Hurricane Zeta came ashore Oct. 28 with winds around 110 mph, leaving heavy damage and widespread power outages across southeast Louisiana and six other states.
Louisiana Gov. John Bel Edwards said the storm surge peaked around 10 feet, and that Zeta’s damage was mostly inflicted by wind.
“The closer you are to the coast the heavier the damage is,” Edwards said at a Friday media briefing, after an aerial survey of the region.
The brunt of the storm appeared to have hit at Grand Isle, Port Fourchon and Terrebonne Parish, and officials were planning to make another flight over Plaquemines and St. Bernard parishes that afternoon, said Edwards.
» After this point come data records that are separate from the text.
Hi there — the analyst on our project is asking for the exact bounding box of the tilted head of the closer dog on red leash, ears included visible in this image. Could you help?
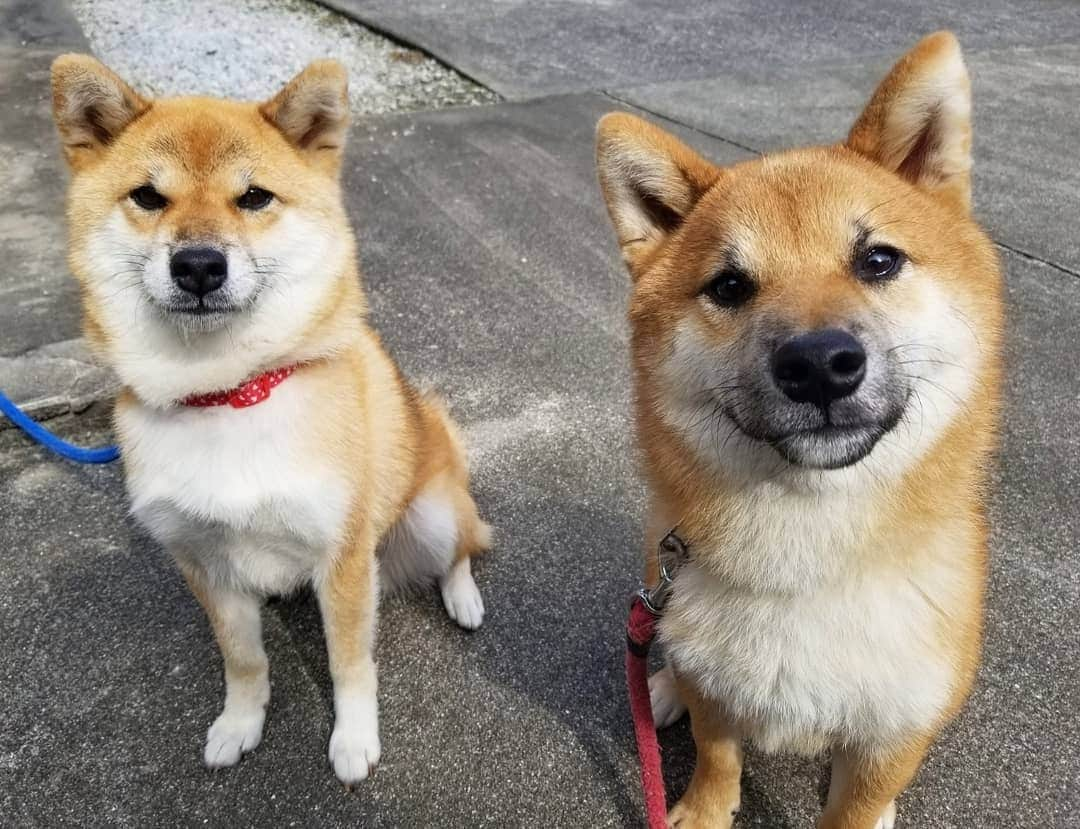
[599,36,997,476]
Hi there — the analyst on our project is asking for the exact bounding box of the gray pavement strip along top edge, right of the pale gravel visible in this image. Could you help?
[321,0,1078,98]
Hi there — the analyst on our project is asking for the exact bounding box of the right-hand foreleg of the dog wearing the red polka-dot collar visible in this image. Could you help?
[316,540,381,785]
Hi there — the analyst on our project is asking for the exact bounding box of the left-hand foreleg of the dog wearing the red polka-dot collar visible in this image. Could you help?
[180,561,270,769]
“We got hit pretty hard across the entire Mississippi coast,” Ryan Bradley, director of Mississippi Commercial Fisheries United, told National Fisherman via email.
“Lot of folks are still without power. Lot of seafood infrastructure has been damaged,” said Bradley, adding the aftermath “will cause significant disruptions to our seafood industry for many weeks.”
While many recreational boats were wrecked or sunk, most of the commercial fleet based at Pass Christian harbor survived with only minor damage, said Bradley. However the onshore facilities are heavily damaged, he added.
"This comes during a productive time during our shrimp season and will take months to recover," said Bradley.
The storm surge forced three breaches through the so-called “burrito levee” — sand-filled tubes installed by the Army Corps of Engineers to protect the Gulf of Mexico side of Grand Isle.
“But the rest of the (levee) system held up very well” across the region, Edwards said.
From a peak of 519,000 outages after the storm, 326,000 electric customers in Louisiana and more than 200,000 in Mississippi were still without power Friday afternoon, although officials said restoration work was picking up.
It was another setback to a region still far from recovered after Hurricane Laura’s Aug. 27 landfall near Cameron, La., as a category 4 storm, followed by Tropical Storm Delta just two weeks later. Edwards said more than 3,000 persons displaced by Laura — many of them from the devastated Lake Charles area — are still being sheltered around the state.
One death associated with Zeta was reported in New Orleans, a 55-year-old man electrocuted by a downed power cable. Edwards and Jefferson Parish president Cynthia Lee Sheng said the recovery periods after storms have been deadlier than the weather itself, with deaths and injuries from portable generators emitting carbon monoxide into homes, and people injured while trying to clear downed trees and repair roofs.